È una storia che non lascia presagire nulla di buono. Davide deve scontare una pena ma quella denunciata dalla sua famiglia è una realtà che si scontra con il fine della detenzione, ovvero la rieducazione. Davide sta male. E la sua condizione è ormai da tempo sotto i riflettori. Perché la famiglia teme il peggio. Il dolore, quello visibile, ancor più quello invisibile, ha portato già a tentativi di suicidio e le richieste adesso sono tormentate dalla possibilità che Davide non ce la faccia. È una richiesta di aiuto che non trova pace nelle lacrime di chi vede il proprio figlio soffrire da solo e senza intravedere una via d'uscita. Una condizione estrema, quella carceraria, che lascia emergere limiti e lacune, purtroppo, in tutta Italia.

La storia di Davide, un giovane che dietro le sbarre ha tentato più volte il suicidio. La famiglia lancia un appello accorato per riportarlo a casa e
dargli una possibilità di cura.

Davide Divino, 37 anni, è detenuto nel carcere di Rossano, in Calabria. Deve scontare ancora due anni per una pena la cui esecuzione si è trasformata in una tortura quotidiana, come raccontano i familiari. La famiglia racconta di un uomo ormai piegato dal dolore fisico e psichico. Serena, la sorella, descrive il fratello come una «bomba a orologeria» pronta a esplodere. «Mio fratello non riesce più a stare seduto, non riesce a stare sdraiato, non dorme la notte, e ha dolori che ormai sono insopportabili».

La madre, Marisa, aggiunge: «Oggi Davide è come un morto vivente. Si trova in una galleria buia, senza vedere la minima luce. Io desidero che trovi questa luce, che diventi un sole che illumini tutta la sua vita».

Davide ha già tentato il suicidio altre sei volte. Sei episodi che hanno lasciato segni indelebili sul corpo e sull’anima, ma non hanno scosso il sistema carcerario che continua a ignorare il grido di aiuto della famiglia.

Stamattina, raccontano i familiari, Davide ha nuovamente minacciato di togliersi la vita, fermato solo dalla disperazione dei suoi cari. Ora ha intrapreso uno sciopero della fame e delle cure, una scelta che nelle sue condizioni di salute potrebbe avere conseguenze fatali. La madre e la sorella denunciano che non è la pena a schiacciare Davide, ma le condizioni disumane in cui viene scontata.

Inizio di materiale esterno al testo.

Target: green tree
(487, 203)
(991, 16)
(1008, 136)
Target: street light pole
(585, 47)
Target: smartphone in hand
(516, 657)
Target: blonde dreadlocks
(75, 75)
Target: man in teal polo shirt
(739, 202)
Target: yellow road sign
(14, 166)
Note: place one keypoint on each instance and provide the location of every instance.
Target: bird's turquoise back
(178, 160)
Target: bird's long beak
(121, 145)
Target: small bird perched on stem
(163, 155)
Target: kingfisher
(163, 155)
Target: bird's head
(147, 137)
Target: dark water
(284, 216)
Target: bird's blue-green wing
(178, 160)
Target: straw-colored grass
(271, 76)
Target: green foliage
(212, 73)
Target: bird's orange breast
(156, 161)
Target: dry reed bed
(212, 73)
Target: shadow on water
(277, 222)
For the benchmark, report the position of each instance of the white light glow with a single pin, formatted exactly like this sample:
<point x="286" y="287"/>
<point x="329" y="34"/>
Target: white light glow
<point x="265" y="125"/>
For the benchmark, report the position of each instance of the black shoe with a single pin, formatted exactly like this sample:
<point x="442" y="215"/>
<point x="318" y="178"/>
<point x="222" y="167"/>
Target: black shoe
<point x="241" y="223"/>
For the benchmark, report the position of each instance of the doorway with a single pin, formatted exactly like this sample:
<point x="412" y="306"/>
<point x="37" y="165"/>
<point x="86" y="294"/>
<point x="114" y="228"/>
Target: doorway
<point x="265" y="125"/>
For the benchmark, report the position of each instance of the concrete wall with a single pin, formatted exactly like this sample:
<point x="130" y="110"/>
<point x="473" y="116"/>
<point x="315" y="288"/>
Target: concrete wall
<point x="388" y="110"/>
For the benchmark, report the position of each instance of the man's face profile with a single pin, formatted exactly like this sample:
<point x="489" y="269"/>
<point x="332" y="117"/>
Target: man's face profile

La storia di Davide è quella di tanti detenuti in Italia, uomini e donne che entrano in carcere con l’illusione di potersi rieducare, ma che si ritrovano schiacciati da un sistema che li abbandona. Davide era prossimo alla laurea; gli mancava solo la tesi per completare un percorso che avrebbe potuto cambiare la sua vita. Sognava di aprire una palestra, di costruirsi una famiglia, di avere dei figli. Ora, invece, è un uomo spezzato. Serena racconta: «È entrato in carcere sano, aveva una fidanzata, dei sogni. Ora non ha più nulla. Non è ancora uscito, ma già oggi è profondamente depresso, senza una via d’uscita».